1998 Bodegas Riojanas Viña Albina Gran Reserva - JC's bottle; he reminded me that it was a gift from me to him (I had totally forgotten). A patrician, Bordeaux-esque tinto Riojano, properly reserved and discreet. I've enjoyed countless bottles of these as Aaron & I used to bring them in; my last notes being from a dinner at home for Los Golfos almost a year ago, the 29th September 2012:
We also had some 1998 Bodegas Riojanas Viña Albina Gran Reserva - This is one of my most favorite wines that Aaron and I bring in. I don't want to say too much about it now since I am seriously considering bringing more in, but suffice it to state that of all the wines we bring in, this refined, Bordeaux-reminiscent beauty is one I make extra sure I have a good number of for my own personal stash. Tito Linggoy, a confirmed Rioja aficionado, Quito, and, as I recall, Henry too, though they also enjoyed the preceding tinto del Bierzo, favored this wine last night.

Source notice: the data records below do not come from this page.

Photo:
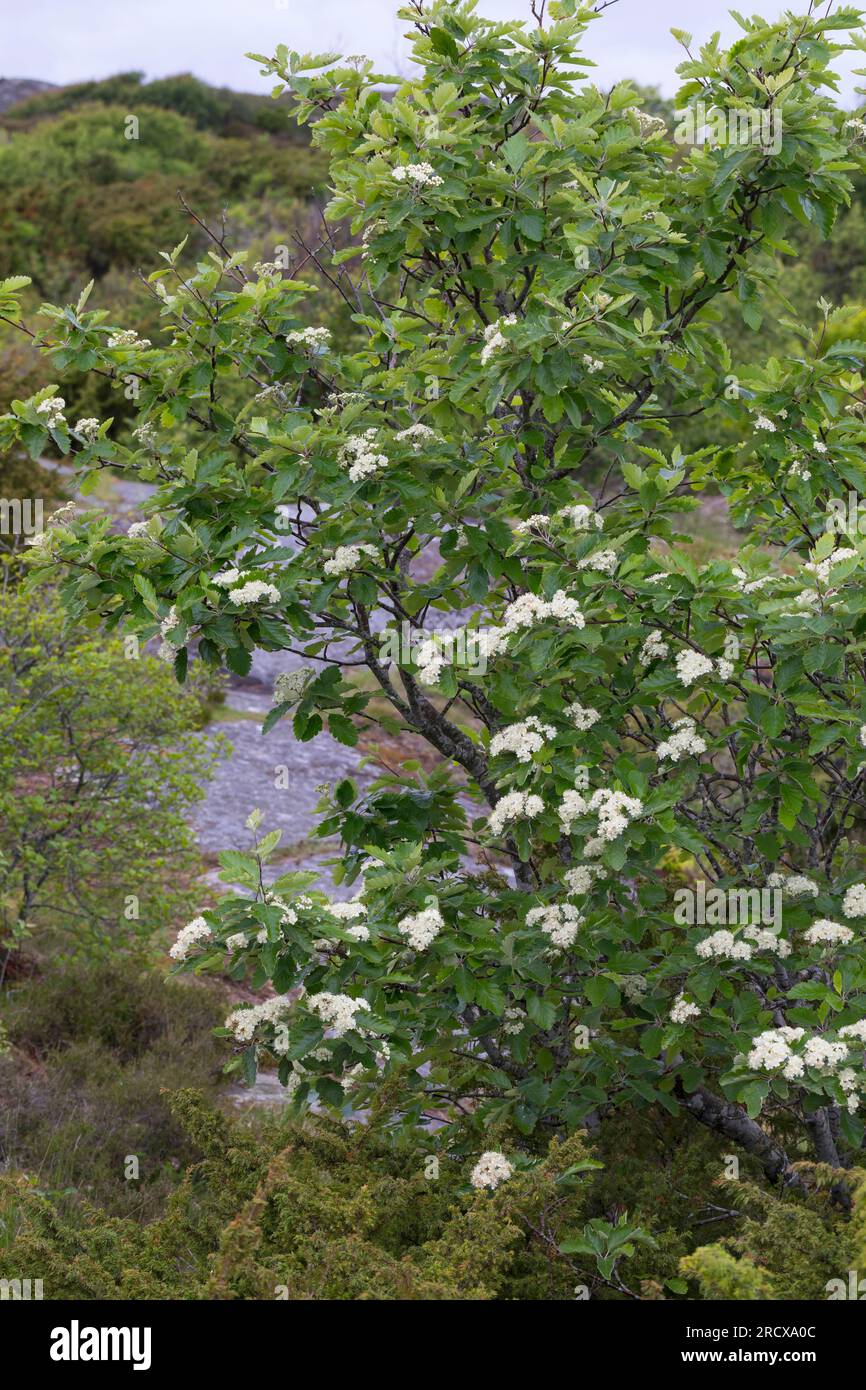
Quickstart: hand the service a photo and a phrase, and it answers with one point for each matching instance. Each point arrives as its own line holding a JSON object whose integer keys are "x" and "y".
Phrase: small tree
{"x": 537, "y": 281}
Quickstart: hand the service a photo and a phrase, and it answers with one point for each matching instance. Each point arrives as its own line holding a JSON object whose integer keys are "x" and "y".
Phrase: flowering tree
{"x": 534, "y": 273}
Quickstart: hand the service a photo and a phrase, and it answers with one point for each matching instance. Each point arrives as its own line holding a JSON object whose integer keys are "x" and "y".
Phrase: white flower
{"x": 827, "y": 933}
{"x": 421, "y": 929}
{"x": 855, "y": 901}
{"x": 338, "y": 1011}
{"x": 794, "y": 884}
{"x": 127, "y": 338}
{"x": 603, "y": 562}
{"x": 494, "y": 338}
{"x": 515, "y": 1020}
{"x": 346, "y": 558}
{"x": 581, "y": 717}
{"x": 530, "y": 609}
{"x": 195, "y": 930}
{"x": 88, "y": 428}
{"x": 724, "y": 947}
{"x": 824, "y": 1055}
{"x": 559, "y": 922}
{"x": 583, "y": 517}
{"x": 491, "y": 1171}
{"x": 691, "y": 666}
{"x": 683, "y": 742}
{"x": 773, "y": 1048}
{"x": 314, "y": 339}
{"x": 683, "y": 1011}
{"x": 417, "y": 435}
{"x": 52, "y": 409}
{"x": 654, "y": 648}
{"x": 523, "y": 740}
{"x": 253, "y": 592}
{"x": 420, "y": 175}
{"x": 243, "y": 1022}
{"x": 766, "y": 940}
{"x": 359, "y": 456}
{"x": 289, "y": 685}
{"x": 580, "y": 879}
{"x": 345, "y": 911}
{"x": 513, "y": 806}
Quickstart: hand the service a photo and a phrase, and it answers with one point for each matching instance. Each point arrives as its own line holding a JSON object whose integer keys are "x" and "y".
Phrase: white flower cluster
{"x": 559, "y": 922}
{"x": 420, "y": 175}
{"x": 515, "y": 1020}
{"x": 359, "y": 456}
{"x": 827, "y": 933}
{"x": 127, "y": 338}
{"x": 416, "y": 435}
{"x": 648, "y": 125}
{"x": 523, "y": 740}
{"x": 243, "y": 1022}
{"x": 794, "y": 884}
{"x": 338, "y": 1011}
{"x": 854, "y": 902}
{"x": 253, "y": 592}
{"x": 773, "y": 1050}
{"x": 313, "y": 339}
{"x": 615, "y": 811}
{"x": 515, "y": 805}
{"x": 683, "y": 1011}
{"x": 421, "y": 927}
{"x": 346, "y": 558}
{"x": 530, "y": 609}
{"x": 723, "y": 945}
{"x": 88, "y": 428}
{"x": 822, "y": 569}
{"x": 52, "y": 409}
{"x": 603, "y": 562}
{"x": 654, "y": 648}
{"x": 491, "y": 1171}
{"x": 691, "y": 666}
{"x": 146, "y": 435}
{"x": 580, "y": 879}
{"x": 581, "y": 517}
{"x": 583, "y": 717}
{"x": 195, "y": 930}
{"x": 683, "y": 742}
{"x": 766, "y": 940}
{"x": 494, "y": 338}
{"x": 289, "y": 685}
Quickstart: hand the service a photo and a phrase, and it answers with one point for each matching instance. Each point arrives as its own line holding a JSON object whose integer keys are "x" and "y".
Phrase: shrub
{"x": 540, "y": 270}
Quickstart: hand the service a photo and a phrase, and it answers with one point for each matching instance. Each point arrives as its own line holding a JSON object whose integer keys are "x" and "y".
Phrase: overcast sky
{"x": 70, "y": 41}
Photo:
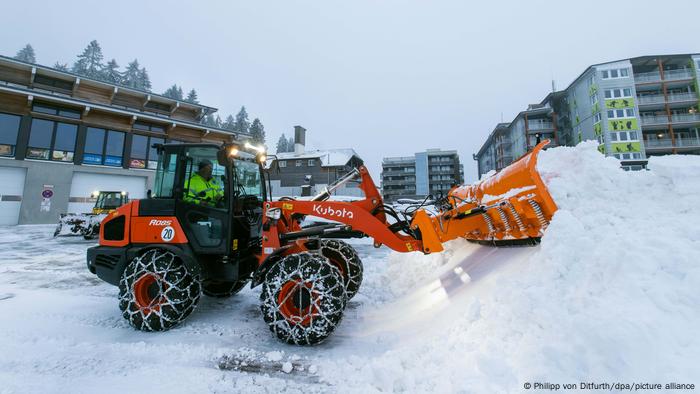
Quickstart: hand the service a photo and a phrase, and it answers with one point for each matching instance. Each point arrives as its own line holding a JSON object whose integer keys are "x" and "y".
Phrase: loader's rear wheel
{"x": 156, "y": 291}
{"x": 344, "y": 256}
{"x": 219, "y": 289}
{"x": 92, "y": 232}
{"x": 303, "y": 298}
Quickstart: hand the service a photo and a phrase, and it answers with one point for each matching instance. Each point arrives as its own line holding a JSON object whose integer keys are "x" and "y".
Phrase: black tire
{"x": 218, "y": 289}
{"x": 303, "y": 298}
{"x": 92, "y": 232}
{"x": 156, "y": 291}
{"x": 344, "y": 256}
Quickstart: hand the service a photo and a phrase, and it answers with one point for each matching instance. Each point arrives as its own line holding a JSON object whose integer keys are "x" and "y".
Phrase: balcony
{"x": 670, "y": 75}
{"x": 539, "y": 125}
{"x": 503, "y": 142}
{"x": 651, "y": 99}
{"x": 653, "y": 76}
{"x": 667, "y": 143}
{"x": 685, "y": 118}
{"x": 661, "y": 120}
{"x": 675, "y": 75}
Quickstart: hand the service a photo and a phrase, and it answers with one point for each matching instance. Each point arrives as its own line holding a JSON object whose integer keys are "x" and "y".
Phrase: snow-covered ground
{"x": 611, "y": 295}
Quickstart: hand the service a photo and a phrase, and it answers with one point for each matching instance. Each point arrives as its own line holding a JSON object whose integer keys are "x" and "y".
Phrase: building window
{"x": 615, "y": 73}
{"x": 617, "y": 93}
{"x": 621, "y": 113}
{"x": 9, "y": 127}
{"x": 103, "y": 147}
{"x": 143, "y": 154}
{"x": 50, "y": 140}
{"x": 58, "y": 111}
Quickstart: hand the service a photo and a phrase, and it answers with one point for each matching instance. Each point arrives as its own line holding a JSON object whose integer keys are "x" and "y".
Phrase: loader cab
{"x": 106, "y": 202}
{"x": 218, "y": 203}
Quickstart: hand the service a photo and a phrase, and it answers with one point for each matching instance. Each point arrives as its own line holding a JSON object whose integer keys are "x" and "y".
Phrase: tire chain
{"x": 180, "y": 297}
{"x": 326, "y": 279}
{"x": 353, "y": 269}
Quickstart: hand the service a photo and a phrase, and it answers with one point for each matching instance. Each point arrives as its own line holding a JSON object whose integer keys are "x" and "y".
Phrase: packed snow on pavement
{"x": 609, "y": 295}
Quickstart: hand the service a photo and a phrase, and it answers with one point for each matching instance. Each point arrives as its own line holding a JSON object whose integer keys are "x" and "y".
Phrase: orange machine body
{"x": 513, "y": 204}
{"x": 141, "y": 229}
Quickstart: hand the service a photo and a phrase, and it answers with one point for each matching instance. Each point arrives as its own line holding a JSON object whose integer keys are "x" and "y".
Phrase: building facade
{"x": 634, "y": 108}
{"x": 63, "y": 136}
{"x": 432, "y": 172}
{"x": 307, "y": 172}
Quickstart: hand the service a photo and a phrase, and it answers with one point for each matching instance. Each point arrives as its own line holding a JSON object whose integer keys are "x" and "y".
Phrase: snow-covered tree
{"x": 61, "y": 66}
{"x": 130, "y": 77}
{"x": 111, "y": 72}
{"x": 89, "y": 63}
{"x": 229, "y": 123}
{"x": 257, "y": 131}
{"x": 26, "y": 54}
{"x": 192, "y": 97}
{"x": 174, "y": 92}
{"x": 282, "y": 144}
{"x": 242, "y": 124}
{"x": 144, "y": 80}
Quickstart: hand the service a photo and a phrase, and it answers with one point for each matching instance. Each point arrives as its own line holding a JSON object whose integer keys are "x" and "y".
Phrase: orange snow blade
{"x": 511, "y": 207}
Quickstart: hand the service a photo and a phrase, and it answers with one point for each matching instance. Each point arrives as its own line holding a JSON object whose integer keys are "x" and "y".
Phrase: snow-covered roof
{"x": 328, "y": 157}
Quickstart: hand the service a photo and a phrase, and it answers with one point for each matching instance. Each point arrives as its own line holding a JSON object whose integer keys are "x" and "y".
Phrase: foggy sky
{"x": 387, "y": 78}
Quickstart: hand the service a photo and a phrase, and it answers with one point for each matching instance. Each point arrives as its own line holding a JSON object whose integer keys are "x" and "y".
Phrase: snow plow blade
{"x": 511, "y": 207}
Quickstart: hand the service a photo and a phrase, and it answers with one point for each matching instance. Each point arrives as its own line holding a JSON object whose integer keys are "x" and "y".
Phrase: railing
{"x": 653, "y": 76}
{"x": 653, "y": 120}
{"x": 672, "y": 98}
{"x": 670, "y": 75}
{"x": 503, "y": 141}
{"x": 651, "y": 99}
{"x": 539, "y": 125}
{"x": 673, "y": 75}
{"x": 668, "y": 143}
{"x": 684, "y": 118}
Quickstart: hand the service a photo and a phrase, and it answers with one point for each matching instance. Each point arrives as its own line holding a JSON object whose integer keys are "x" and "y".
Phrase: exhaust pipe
{"x": 326, "y": 193}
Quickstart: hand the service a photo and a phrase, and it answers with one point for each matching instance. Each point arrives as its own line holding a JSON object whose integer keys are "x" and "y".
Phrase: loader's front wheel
{"x": 303, "y": 298}
{"x": 344, "y": 256}
{"x": 219, "y": 289}
{"x": 156, "y": 291}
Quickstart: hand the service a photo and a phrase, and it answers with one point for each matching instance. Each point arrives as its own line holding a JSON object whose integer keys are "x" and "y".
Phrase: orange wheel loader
{"x": 209, "y": 226}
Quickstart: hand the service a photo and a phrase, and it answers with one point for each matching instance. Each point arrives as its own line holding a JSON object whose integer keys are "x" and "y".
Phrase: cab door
{"x": 205, "y": 218}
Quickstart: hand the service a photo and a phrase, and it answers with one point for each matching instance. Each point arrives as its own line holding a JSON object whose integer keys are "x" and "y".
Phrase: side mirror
{"x": 222, "y": 157}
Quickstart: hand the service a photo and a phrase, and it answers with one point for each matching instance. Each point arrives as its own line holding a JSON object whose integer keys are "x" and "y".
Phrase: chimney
{"x": 299, "y": 139}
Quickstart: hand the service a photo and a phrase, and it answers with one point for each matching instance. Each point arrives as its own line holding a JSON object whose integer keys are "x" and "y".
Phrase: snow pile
{"x": 611, "y": 294}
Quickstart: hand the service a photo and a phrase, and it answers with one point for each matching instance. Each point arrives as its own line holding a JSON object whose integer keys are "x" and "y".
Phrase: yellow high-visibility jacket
{"x": 199, "y": 190}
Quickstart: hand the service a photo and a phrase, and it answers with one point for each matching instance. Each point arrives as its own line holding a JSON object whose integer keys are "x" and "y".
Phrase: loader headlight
{"x": 273, "y": 213}
{"x": 259, "y": 149}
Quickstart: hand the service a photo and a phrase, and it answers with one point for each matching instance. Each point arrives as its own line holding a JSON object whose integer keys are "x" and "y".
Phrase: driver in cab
{"x": 202, "y": 188}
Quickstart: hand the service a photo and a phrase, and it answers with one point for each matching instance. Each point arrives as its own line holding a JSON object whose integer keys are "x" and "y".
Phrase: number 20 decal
{"x": 167, "y": 234}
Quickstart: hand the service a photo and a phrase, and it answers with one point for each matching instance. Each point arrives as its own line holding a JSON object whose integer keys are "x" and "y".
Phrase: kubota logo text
{"x": 156, "y": 222}
{"x": 328, "y": 211}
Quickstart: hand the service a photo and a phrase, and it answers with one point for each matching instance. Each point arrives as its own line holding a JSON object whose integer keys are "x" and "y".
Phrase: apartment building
{"x": 63, "y": 136}
{"x": 634, "y": 108}
{"x": 432, "y": 172}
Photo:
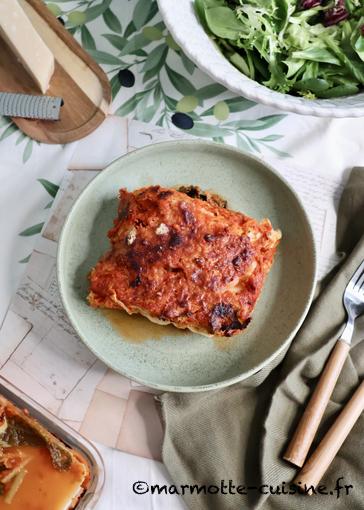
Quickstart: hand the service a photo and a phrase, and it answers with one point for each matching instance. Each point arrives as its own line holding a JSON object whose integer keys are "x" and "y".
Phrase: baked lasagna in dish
{"x": 37, "y": 471}
{"x": 181, "y": 257}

All I can add now, is that this wine is definitely a class act. Enough said.
For dessert, some simple, honest, and delicious Deep-Fried Apple Fritters with Dulce de Leche Sauce, which paired wonderfully with...
...JC's bottle of 2002 Oremus Tokaji Aszú 5 Puttonyos - Candied apricot, bit of orange marmalade, vanilla bean, slight spiciness, sleek, light-footed, with wonderful freshness from precise acid balance. A beauty of a wine - and I expected nothing less from Vega Sicilia's Hungarian venture. ¡Olé!
Wonderful night with good food, wine, and great friends. Many thanks again, Mari & JC! Congratulations to Patrick are in order for the meal. This was a tough crowd under any circumstances, but all were happy. My compliments to the chef. Until the next!